Two films of special interest to specialty store retailers (see 'The Swami Looks At Movies in 2001) have had their release dates changed.  Universal Studios has moved the release date of The Mummy Returns up one week from May 11th to May 4th.   The Mummy Returns is the first real 'summer' movie of the year -- and the start of the 'summer movie season' which used to begin on Memorial Day weekend at the end of May has been moving steadily backwards.  Last year Gladiator was the first 'summer' blockbuster to debut, establishing itself well before Memorial Day and doing land office business before it had to face any stiff competition.


Universal says that it is moving The Mummy Returns up based on the enthusiastic reaction to preview screenings.  Though it will have competition from Fox's Moulin Rouge and Warner's The Heist when it opens on May 4th, The Mummy Returns will have a couple of weeks to strut its stuff relatively unimpeded before Dreamwork's Shrek (May 18) and Disney's Pearl Harbor (May 25) open.  Original stars Brandon Fraser, Rachel Weisz, and Arnold Vosloo will reprise their roles from The Mummy, which earned $415 million worldwide in 1999 -- and they are joined by the WWF's main man, The Rock, who makes his big screen debut as the Scorpion King in The Mummy Returns.


Last year Hollywood was saved from the effects of a lackluster summer by a very strong fourth quarter driven by The Grinch, Meet the Parents, and Castaway, so naturally the final two months of 2001 are loaded with potential blockbusters including the Harry Potter movie and the first film in the highly anticipated The Lord of the Rings trilogy.  In order to avoid going head-to-head with Harry Potter, Disney has moved the launch of its computer-generated Monsters, Inc. up from Thanksgiving weekend to Nov. 2nd.   Monsters, Inc. is being produced by Pixar, the studio that created Toy Story I and II, both of which did extremely well with fall releases.

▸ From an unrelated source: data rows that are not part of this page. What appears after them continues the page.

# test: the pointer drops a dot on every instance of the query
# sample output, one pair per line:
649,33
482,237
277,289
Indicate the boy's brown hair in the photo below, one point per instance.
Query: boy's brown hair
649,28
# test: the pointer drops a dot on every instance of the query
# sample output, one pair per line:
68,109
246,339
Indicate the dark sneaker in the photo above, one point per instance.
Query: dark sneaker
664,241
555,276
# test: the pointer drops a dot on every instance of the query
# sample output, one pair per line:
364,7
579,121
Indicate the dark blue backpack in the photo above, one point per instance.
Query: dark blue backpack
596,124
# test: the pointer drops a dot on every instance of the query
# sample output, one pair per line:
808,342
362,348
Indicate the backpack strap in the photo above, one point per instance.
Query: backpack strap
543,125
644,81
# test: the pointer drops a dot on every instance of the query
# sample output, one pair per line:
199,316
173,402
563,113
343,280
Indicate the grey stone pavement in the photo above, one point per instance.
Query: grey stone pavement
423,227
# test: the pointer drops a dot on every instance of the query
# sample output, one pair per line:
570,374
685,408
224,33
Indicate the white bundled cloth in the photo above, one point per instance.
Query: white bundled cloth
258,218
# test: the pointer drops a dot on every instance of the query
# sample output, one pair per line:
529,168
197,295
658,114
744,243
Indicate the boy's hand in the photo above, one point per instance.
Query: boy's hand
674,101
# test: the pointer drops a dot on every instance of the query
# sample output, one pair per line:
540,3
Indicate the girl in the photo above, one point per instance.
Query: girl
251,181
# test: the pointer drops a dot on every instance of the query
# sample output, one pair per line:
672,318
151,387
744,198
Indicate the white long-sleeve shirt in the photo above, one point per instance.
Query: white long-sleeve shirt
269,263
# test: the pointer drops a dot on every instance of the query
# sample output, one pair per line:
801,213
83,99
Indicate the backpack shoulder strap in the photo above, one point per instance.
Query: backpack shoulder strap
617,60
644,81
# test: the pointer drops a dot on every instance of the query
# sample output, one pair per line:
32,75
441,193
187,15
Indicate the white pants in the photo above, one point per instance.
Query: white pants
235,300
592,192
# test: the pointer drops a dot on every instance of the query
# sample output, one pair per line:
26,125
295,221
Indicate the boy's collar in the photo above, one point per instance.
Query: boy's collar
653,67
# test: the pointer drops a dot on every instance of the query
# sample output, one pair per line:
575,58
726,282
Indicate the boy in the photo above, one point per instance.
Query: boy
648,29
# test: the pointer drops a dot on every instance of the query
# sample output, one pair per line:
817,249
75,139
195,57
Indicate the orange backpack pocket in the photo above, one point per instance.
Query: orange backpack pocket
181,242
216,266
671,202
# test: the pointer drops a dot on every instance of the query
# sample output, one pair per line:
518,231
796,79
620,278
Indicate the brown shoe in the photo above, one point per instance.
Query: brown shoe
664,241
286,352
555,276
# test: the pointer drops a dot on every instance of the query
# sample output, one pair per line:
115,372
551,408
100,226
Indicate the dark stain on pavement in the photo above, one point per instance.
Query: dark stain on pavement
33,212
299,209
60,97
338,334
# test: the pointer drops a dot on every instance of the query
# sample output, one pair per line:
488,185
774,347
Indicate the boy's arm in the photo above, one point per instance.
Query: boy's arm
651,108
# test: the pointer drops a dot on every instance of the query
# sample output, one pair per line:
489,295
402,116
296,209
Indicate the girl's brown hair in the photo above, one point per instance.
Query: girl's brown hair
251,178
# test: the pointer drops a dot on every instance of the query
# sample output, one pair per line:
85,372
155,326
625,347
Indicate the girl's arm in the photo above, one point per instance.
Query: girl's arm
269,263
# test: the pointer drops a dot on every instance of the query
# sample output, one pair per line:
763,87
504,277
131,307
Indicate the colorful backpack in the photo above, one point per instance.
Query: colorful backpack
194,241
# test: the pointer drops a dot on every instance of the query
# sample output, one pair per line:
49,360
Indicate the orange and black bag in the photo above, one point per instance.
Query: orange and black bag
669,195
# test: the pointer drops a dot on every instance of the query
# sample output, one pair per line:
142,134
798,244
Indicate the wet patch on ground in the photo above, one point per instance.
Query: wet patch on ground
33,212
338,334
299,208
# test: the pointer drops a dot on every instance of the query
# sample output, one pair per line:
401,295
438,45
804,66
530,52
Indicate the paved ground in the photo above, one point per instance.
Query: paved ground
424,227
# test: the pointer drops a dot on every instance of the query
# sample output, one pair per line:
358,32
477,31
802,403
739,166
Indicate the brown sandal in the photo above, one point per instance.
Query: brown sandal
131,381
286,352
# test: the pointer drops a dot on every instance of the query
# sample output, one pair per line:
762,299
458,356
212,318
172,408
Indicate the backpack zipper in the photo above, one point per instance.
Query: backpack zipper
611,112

Anything which spaces out the major movie blockbusters and provides longer windows for these films to remain in the public eye and near the top of the box office charts works to the benefit of retailers who sell licensed merchandise.  The changes announced by Universal and Disney this week should help to do this, though the schedule for the films of 2001 is still likely to change as studios jockey for the opening date that will allow their blockbusters to open in the top spot and stay there for as long as possible.